On my train commute one evening this semester, I had a Zoom meeting with a student whom I had never seen in class.
I have learned (admittedly, by doing it wrongly in the past) not to pre-judge and, sure enough, her answer to my gentle question about where she had been brought tears to my eyes. With elderly, sick parents and a sibling suffering from a long-term illness, she was working to support four people, including herself. She had tried and failed to complete this subject four times already.
"Let’s fix this," I said. We spent the meeting planning how to get her through in those circumstances, enabling her to take that step towards her dream of becoming a teacher.
But there are many other steps and, when she thanked me at the end of the meeting, I was struck by her remark that I was the only university teacher who had asked about her situation and taken it seriously.
I hope this cold indifference is in the process of thawing. After all, colleagues everywhere have been learning a lesson similar to mine: that students missing classes, or falling asleep in them, are more likely to be working hard and suffering than staying out all night drinking or dancing.
Part of the reason is the increasing pressure students place on themselves as they intensify their investment in their own human capital in an ever more competitive world. It is also about higher education expansion, which has drawn many more students, from more diverse circumstances, into our classrooms but has not delivered the levels of staffing that would allow us to give these new types of student the sympathy and flexibility they need.
Indeed, academics too have been pressured to become ever more productive. We have flipped classrooms, built new efficiencies into larger classes, redesigned assessment and marked essays at a pace that courts hearing claims of wage theft now recognise to be highly improbable. Amid such a maelstrom of activity, it is not surprising that no one noticed that my student needed help.
Still, we ought not to let ourselves entirely off the hook. The history of schooling shows that even as a succession of progressive reformers made high-minded calls for education for all, a popular “school story” genre coalesced around shared classroom experiences of shame and humiliation.
I think it was Ichabod Crane, the schoolmaster in Washington Irving’s The Legend of Sleepy Hollow, who first taught me that teachers were supposed to be punitive. Born into a home with few books that would be considered literature, as a small child I devoured my father’s 1950s Illustrated Classics, in which the actual texts were abridged into comic book-style speech bubbles. Having clarified with my dad what “et tu, Brute?” meant in Shakespeare’s Julius Caesar, the next line I remember asking about was “spare the rod and spoil the child”, the biblical maxim subscribed to by Crane.
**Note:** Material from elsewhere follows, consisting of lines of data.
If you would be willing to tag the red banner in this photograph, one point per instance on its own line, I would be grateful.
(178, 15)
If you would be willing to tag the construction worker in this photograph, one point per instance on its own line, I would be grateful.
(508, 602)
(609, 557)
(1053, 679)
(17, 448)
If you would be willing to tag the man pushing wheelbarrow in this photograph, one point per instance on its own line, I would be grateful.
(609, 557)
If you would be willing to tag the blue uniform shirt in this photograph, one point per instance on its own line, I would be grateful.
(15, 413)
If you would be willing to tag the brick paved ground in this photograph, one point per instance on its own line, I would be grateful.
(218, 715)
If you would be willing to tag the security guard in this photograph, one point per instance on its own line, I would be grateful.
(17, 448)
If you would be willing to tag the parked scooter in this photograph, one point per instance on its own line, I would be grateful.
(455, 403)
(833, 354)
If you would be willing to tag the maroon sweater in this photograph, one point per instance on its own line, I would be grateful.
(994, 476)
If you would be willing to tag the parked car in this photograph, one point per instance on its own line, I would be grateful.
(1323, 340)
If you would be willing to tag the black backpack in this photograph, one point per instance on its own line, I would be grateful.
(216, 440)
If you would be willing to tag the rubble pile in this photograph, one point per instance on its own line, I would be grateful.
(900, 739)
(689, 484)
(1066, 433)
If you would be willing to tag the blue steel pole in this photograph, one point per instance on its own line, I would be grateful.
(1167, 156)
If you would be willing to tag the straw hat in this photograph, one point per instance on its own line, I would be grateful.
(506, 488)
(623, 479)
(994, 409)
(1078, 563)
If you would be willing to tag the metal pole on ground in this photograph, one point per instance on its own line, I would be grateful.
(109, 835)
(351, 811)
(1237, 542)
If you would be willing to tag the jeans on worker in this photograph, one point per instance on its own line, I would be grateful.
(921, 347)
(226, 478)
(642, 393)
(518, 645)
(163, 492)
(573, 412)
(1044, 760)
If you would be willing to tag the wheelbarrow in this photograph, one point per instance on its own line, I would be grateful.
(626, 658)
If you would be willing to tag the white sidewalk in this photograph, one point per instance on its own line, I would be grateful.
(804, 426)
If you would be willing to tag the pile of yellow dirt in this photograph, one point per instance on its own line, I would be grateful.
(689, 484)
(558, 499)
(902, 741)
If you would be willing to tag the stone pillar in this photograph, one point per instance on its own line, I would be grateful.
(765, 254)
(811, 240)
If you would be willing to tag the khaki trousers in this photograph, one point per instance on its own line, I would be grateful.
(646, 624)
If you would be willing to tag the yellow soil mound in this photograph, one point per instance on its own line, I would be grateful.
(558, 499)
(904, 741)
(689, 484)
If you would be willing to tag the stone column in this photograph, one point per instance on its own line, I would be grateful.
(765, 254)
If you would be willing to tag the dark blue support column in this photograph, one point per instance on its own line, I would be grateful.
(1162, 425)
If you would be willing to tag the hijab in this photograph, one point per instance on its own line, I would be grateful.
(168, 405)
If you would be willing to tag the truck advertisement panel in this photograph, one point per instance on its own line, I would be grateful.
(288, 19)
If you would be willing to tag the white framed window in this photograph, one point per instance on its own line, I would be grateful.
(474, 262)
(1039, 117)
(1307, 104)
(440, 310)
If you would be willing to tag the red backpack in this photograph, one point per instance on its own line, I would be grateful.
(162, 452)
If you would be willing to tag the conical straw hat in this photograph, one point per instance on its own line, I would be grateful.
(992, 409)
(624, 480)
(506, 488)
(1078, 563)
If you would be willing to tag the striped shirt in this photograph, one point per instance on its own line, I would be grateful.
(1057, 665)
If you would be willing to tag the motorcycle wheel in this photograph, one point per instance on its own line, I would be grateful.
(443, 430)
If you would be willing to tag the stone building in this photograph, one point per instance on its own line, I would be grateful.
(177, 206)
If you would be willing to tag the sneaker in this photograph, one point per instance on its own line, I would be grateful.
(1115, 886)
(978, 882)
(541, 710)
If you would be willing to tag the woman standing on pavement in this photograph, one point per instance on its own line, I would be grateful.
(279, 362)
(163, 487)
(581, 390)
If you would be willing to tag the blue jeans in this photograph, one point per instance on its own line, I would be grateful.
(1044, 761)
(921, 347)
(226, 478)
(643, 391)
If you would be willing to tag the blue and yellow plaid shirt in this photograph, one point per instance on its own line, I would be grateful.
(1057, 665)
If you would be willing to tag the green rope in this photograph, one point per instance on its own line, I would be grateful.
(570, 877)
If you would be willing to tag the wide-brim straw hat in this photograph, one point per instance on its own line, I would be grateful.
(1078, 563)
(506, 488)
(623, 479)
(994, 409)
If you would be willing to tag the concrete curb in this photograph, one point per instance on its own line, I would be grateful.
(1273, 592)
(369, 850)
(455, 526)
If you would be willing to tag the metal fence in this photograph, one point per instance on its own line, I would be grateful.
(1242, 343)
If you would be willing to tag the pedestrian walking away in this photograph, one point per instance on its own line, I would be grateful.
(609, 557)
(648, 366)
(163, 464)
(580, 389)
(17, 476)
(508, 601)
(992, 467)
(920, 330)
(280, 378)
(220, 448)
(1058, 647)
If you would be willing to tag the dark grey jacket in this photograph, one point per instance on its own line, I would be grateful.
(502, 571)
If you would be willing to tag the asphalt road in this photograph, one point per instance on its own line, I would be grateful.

Punishing students, according to Irving – and possibly the Old Testament – is what makes Crane a good teacher. Indulging them, by contrast, “spoils” them. And we see evidence of the ongoing popularity of this view all around us in academia. We see it in procedures for applying for an extension on assessment tasks that are themselves traumatic; in automated admission rejections for “ongoing conditions” such as cancer; in blanket policies that paid work is no reason for special consideration, regardless of financial circumstances; and in thoughtless comments to those needing help that suggest they “don’t belong here”.
It starts well before students get to university, of course. So, like abused children, they approach us when they have a problem with excessively humble apologies, pre-worded acknowledgements of their supposedly terrible failures, and fervent promises that they will “take more responsibility” from now on.
And many academics reinforce such anxiety. Even when flexibility is granted, it is often accompanied by threats of reduced marks, greater future surveillance or, at the very least, tellings-off for poor time-management. It is as if we feel we are lowering academic standards when we accommodate difference.
Perhaps we even fear we are being complicit in producing a generation of lazy workers. But how hypocritical we are, I often think. After all, few of us are likely to submit our own work on time. If keeping to deadlines is a key skill that education is supposed to inculcate, how come – as anyone who has edited a book or special issue knows – it hasn’t been assimilated by our doctorate-holding colleagues?
Yet unlearning the “tough teacher” persona is not easy. For my part, I find that I need to actively remember to set aside a “rehearsed” version of being a teacher and to build a new one, in relationship to my real students and their real lives.
In this case, it meant being very flexible with the student’s deadlines. In her circumstances, many things inevitably went wrong – family illnesses, mostly. But by staying engaged throughout, she was able to submit everything, eventually. And she passed.
Hannah Forsyth is an associate professor in history at the Australian Catholic University.